There are arguments in favor of doing a juice cleanse, though, because, according to WebMD, we need a detox diet of fruits and vegetables every now and then to clear our bodies of all the unhealthy foods we put in it. We don't realize that we tend to stuff our bodies of fats, oils, and bad carbs as opposed to the healthy foods we should be eating more often. In order for us to clean out our bodies in a sense, sources say a diet of fruits and vegetables is best for that.
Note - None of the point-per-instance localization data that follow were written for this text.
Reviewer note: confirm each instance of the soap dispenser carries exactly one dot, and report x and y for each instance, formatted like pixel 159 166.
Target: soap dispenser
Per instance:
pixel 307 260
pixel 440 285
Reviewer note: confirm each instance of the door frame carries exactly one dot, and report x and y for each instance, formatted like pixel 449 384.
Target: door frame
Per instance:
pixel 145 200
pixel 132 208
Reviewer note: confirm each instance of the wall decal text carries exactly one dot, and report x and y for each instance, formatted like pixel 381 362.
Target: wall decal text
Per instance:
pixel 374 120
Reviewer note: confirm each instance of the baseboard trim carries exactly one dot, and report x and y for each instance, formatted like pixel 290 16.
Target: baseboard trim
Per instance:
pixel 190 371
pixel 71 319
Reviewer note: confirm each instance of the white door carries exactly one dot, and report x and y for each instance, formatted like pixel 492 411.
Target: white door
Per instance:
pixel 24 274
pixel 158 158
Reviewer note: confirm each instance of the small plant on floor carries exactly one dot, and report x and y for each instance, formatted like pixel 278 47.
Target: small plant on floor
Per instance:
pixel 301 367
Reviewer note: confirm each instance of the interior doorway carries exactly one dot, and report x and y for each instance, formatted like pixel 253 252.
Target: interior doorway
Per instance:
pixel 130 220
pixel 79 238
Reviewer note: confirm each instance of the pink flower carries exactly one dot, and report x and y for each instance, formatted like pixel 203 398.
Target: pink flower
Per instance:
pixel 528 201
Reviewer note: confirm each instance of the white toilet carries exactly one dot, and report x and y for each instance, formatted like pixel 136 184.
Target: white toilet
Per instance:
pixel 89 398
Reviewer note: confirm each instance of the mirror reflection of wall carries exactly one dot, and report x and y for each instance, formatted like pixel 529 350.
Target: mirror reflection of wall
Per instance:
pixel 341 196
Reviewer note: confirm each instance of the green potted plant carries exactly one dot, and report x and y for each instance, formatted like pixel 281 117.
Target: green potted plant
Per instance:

I say that as long as we don't skip out on the nutrients that we get from whole fruits and vegetables and incorporate a juice cleanse into a diet filled with fruits and vegetables, then there's nothing wrong with doing it.
After reading the various supporting articles, I believe that through traditional dieting and exercise one can accomplish more healthily what they wish to obtain from a juice cleanse. The one positive things that juice cleanses may do is remove the temptation of traditional food from one diet.
It has been proved clearly that there is no extra benefit to do a juice cleanse.
Although juice comes from fruits, it loses the fiber which is beneficial for people's digestive system. Also, it seems that the juice cleanses is effective to get rid of unwanted toxins. However, our body has the ability to get rid of the unwanted toxins naturally. Further, there are solid evidences to show that it is not possible to get enough macronutrients, vitamins, and minerals only through consuming juice.
Therefore, compared with consuming juice, it is better to eat more whole fruits.
Though I was initially interested in juice cleanses, this Nia has changed my opinion. I was first struck by the loss of fiber which occurs during the blending process. I would not want to sacrifice my fiber intake in the name of eliminating toxins, especially because, as the support story above explains, the human body is capable of filtering out toxins naturally. My main issue with juice cleanses is the lack of any science proclaiming it possible to get all essential nutrients, vitamins and minerals through a juice cleanse. Though there are certainly benefits in terms of increased fruit intake and the loss of water weight. I believe that any diet or cleanse that withholds essential vitamins, minerals and nutrients from the body is certainly not worth it.
To me, the research clearly favors eating whole fruits and veggies. Regarding digestive health alone, there's no question that juicing quite literally rips fiber right out of the diet, despite its proven necessity for a healthy intestine. As shown in the nia, unless one makes a lifelong swear to abandon chewing, which is unnatural, unrealistic, and inconvenient, the weight lost while juicing reappears quickly upon one's return to a regular, well-balanced diet.
As stated in the nia, doctors insist that certain organs, such as livers, kidneys, and pancreases, are natural detox mechanisms, so the alleged necessity to detox with a juicing diet is redundant. If there were enough harmful toxins in someone's body to the level that they even noticed their existence, their problem wouldn't be that they're eating too many whole foods, it would be that they probably have liver or kidney failure. Ultimately, the benefits of juicing do not seem all that unheard of, unique, or necessary for our health.
Doing a juice cleanse does not seem to be worth it.
My parents took part in a juice cleanse last winter to "restart" and "detox" their bodies. They wanted their bodies to be healthy.
However, I don't see how juice cleanses truly promote health any more than upping your daily intake of fruits and vegetables. The Nia shows that the juice itself is no more beneficial than whole produce, and the body can suffer metabolic repercussions (not to mention the enormous binge you probably go on after drinking only juice for a week...).
If I wanted to get healthy enough that I was willing to go through the immense inconvenience of going on a juice cleanse, I would just force myself to eat significantly more fruits and vegetables every day instead.